Pensiamo di essere nel giusto noi, che spieghiamo la casualità degli incidenti
cercando i rapporti di causa ed effetto fra le cose secondo le leggi fisiche e
investigando le responsabilità morali/penali degli esseri umani coinvolti.
Eppure avevano ragione loro e abbiamo torto noi. Perché, come scriveva Giacomo
Biffi, citato dal suo successore Matteo Zuppi in un’intervista, «la casualità è soltanto il travestimento
assunto da un Dio che vuole passeggiare in incognito per le strade del mondo».

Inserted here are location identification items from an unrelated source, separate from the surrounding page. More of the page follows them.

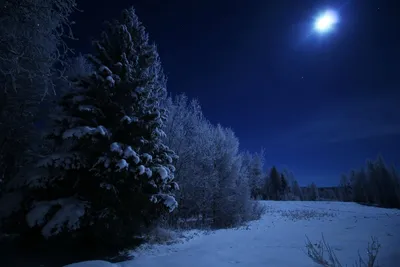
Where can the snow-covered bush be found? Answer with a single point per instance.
(303, 214)
(316, 252)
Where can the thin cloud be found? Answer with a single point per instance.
(352, 120)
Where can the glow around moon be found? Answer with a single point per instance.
(325, 21)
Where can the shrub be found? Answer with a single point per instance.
(316, 253)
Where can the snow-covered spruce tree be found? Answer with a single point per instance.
(110, 174)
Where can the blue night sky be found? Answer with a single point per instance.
(319, 104)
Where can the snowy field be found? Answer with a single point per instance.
(278, 239)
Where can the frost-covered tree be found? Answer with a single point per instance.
(32, 47)
(213, 176)
(297, 190)
(227, 165)
(273, 184)
(345, 190)
(256, 166)
(189, 134)
(110, 172)
(313, 192)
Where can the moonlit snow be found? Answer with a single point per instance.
(278, 239)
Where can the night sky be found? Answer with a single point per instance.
(319, 104)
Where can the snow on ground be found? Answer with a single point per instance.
(278, 239)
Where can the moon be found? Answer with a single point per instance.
(325, 21)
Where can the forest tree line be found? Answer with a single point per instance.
(93, 147)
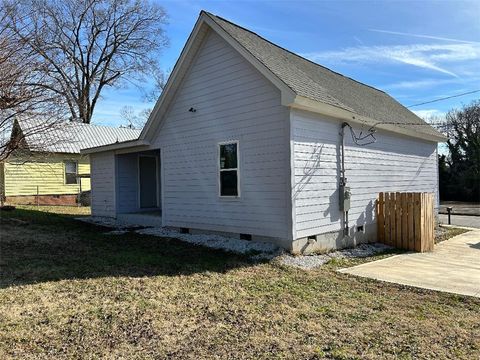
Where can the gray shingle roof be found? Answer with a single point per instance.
(71, 137)
(321, 84)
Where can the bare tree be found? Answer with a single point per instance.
(134, 120)
(19, 99)
(88, 45)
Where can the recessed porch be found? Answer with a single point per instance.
(138, 188)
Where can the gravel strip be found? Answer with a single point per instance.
(308, 262)
(257, 250)
(264, 250)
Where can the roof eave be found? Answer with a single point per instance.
(303, 103)
(116, 146)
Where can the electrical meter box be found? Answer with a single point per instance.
(345, 198)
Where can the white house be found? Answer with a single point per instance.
(247, 139)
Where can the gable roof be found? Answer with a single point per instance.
(70, 137)
(318, 83)
(303, 85)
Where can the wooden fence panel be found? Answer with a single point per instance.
(406, 220)
(411, 232)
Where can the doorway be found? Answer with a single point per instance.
(148, 181)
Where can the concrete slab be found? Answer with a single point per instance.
(453, 266)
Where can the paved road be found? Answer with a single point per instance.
(468, 221)
(454, 266)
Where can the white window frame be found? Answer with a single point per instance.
(219, 145)
(65, 172)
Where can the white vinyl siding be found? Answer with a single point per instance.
(103, 184)
(233, 102)
(393, 163)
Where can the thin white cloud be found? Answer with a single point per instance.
(435, 57)
(429, 114)
(430, 83)
(423, 36)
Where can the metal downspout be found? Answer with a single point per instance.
(343, 179)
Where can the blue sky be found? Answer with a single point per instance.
(414, 50)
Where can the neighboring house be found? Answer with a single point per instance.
(48, 168)
(245, 139)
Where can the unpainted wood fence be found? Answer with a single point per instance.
(406, 220)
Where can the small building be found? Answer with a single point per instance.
(48, 169)
(247, 139)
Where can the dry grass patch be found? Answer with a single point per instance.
(68, 291)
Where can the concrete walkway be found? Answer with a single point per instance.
(454, 266)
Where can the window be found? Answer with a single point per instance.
(71, 172)
(229, 169)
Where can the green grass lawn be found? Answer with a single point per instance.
(67, 290)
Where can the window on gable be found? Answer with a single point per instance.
(71, 172)
(229, 171)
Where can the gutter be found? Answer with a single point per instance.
(116, 146)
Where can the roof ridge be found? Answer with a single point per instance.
(293, 53)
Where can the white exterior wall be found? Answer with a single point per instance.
(393, 163)
(102, 174)
(233, 101)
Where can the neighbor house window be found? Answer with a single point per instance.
(229, 184)
(71, 172)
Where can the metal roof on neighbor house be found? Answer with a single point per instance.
(321, 84)
(71, 137)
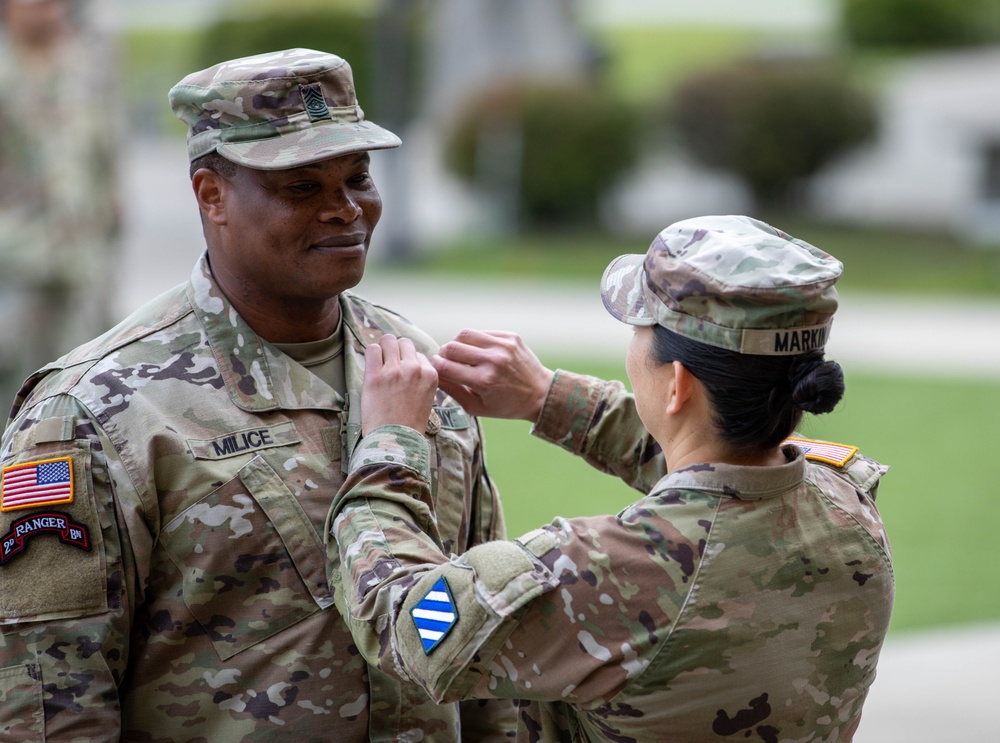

Enti naturali ed esseri umani, con le loro leggi fisiche e, nel caso dei
secondi, anche con la loro soggettività morale, partecipano di quell’atto puro
che è l’Essere, che coincide con Dio. Lo scientismo e l’antropocentrismo che
vorrebbero spiegare i fatti senza lasciare nessuno spazio al mistero e
all’imponderabile peccano di presunzione e di miopia: l’esigenza del rapporto
col Totalmente Altro è iscritto nella natura dell’uomo, perché senza alterità
non c’è soggettività, non c’è identità, non c’è esperienza del sé.
Nell’incomprensibile
del miracolo come in quello della disgrazia Dio si comunica direttamente a noi
nella sua Alterità. Nella disgrazia si comunica più pienamente che nel
miracolo, perché il dolore che proviamo implica la non riducibilità dell’Altro
a noi, la non assimilabilità: l’Altro resta altro, ed è proprio questo che
permette a noi di essere enti distinti, unici e irripetibili. Il limitare fra
la vita e la morte, dove la condizione dell’uomo è quella della debolezza e
dell’impotenza, è il luogo e il tempo più propizio per la contemporanea
rivelazione di noi a noi stessi e dell’Altro a noi. Lo hanno capito anche i
pensatori agnostici, da Martin Heidegger a Byung-Chul Han, che scrive: «Di
fronte all’Altro, io sono debole, sono debole per l’Altro. Ed è proprio in
questa debolezza metafisica del non-poter-potere che si risveglia il desiderio
dell’Altro. Soltanto attraverso una fenditura nell’essere in quanto essere-sé,
soltanto attraverso una debolezza dell’essere l’Altro si rende presente. Anche
qualora il soggetto abbia soddisfatto tutti i suoi bisogni, resta comunque
sempre in cerca dell’Altro». (L’espulsione dell’Altro, p. 88).
Chi afferma che, di
fronte a una calamità, la presenza di Dio va cercata principalmente o
esclusivamente nell’azione altruista dei soccorritori e nel desiderio di
giustizia di chi investiga le responsabilità umane della catastrofe, è già un
ateo anonimo, anche se si professa cristiano o comunque credente religioso. Non
si può antropomorfizzare integralmente Dio senza alla fine perderlo.
La posizione cristiana è quella che per esempio don
Luigi Giussani riassume in un testo
scritto a commento della festa dell’Assunzione, che quest’anno è caduta il
giorno dopo la tragedia di Genova: «Con il mistero dell’Assunzione il Signore
dice: “Vedete, io non vi farò perdere niente di quello che vi ho dato, di
quello che avete usato, di quello che avete gustato, persino di quello che
avete usato male, se voi sarete umili di fronte a me. Beati i poveri di
spirito, cioè: se voi riconoscete che tutto è grazia, che tutto è misericordia,
perché i vostri criteri sono niente, il mio criterio è tutto”».